The Gospel passage just proclaimed allows us to take another step forward. Jesus, addressing the Samaritan woman, tells her: “Woman … believe me, a time is coming when you will worship the Father neither on this mountain nor in Jerusalem. … Yet a time is coming and has now come when the true worshipers will worship the Father in the Spirit and in truth” (Jn 4, 21, 23). Jesus shifts attention well beyond the external place!
It is not decisive to worship God in a specific place. Instead, it is decisive to adore him in docility to the Holy Spirit, with a clear conscience, far from evil as redeemed by Christ. The splendour of the temple and of the liturgy is addressed to the souls so that they may in turn become splendid owing to the action of grace in them. In this way, prayer and adoration will become life and charity.
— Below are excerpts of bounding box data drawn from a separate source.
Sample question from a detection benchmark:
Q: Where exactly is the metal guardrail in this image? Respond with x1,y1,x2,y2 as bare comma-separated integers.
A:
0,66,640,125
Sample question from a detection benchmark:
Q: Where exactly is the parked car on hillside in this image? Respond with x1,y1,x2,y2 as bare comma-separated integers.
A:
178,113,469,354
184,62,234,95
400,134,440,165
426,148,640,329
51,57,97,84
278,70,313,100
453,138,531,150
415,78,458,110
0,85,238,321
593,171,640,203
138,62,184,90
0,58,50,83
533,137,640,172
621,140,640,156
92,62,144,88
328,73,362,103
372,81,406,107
They need – before the beauty of the temple of stones – the beauty of a docile heart, that loves the Lord and neighbour and makes room for God in every moment of existence.
On the day when Monreale rejoices at the memory of the dedication of its Cathedral and joyfully commemorates the entry into the archdiocese of its Pastor, we can repeat the words of the Praeconium Paschale that resounded in the glorious night of Christ’s Resurrection: “Rejoice, let Mother Church also rejoice, arrayed with the lightning of His glory, let this holy building shake with joy, filled with the mighty voices of the peoples!”
May the innumerable graces bestowed by the Lord be an occasion for deep gratitude and a reason for renewed commitment, on a personal and family level, as well as ecclesial and communitarian. May the Virgin Mother of God, to whom this temple is dedicated with the title of Nascent Mary, Saint Castrensis and all the saints of this archdiocese, together with Saint Rosalia, Saint Agatha and the Blessed Father Giuseppe (Pino) Puglisi, be your powerful intercessors with the Father, so that He may give you every good, consolation and grace. So be it.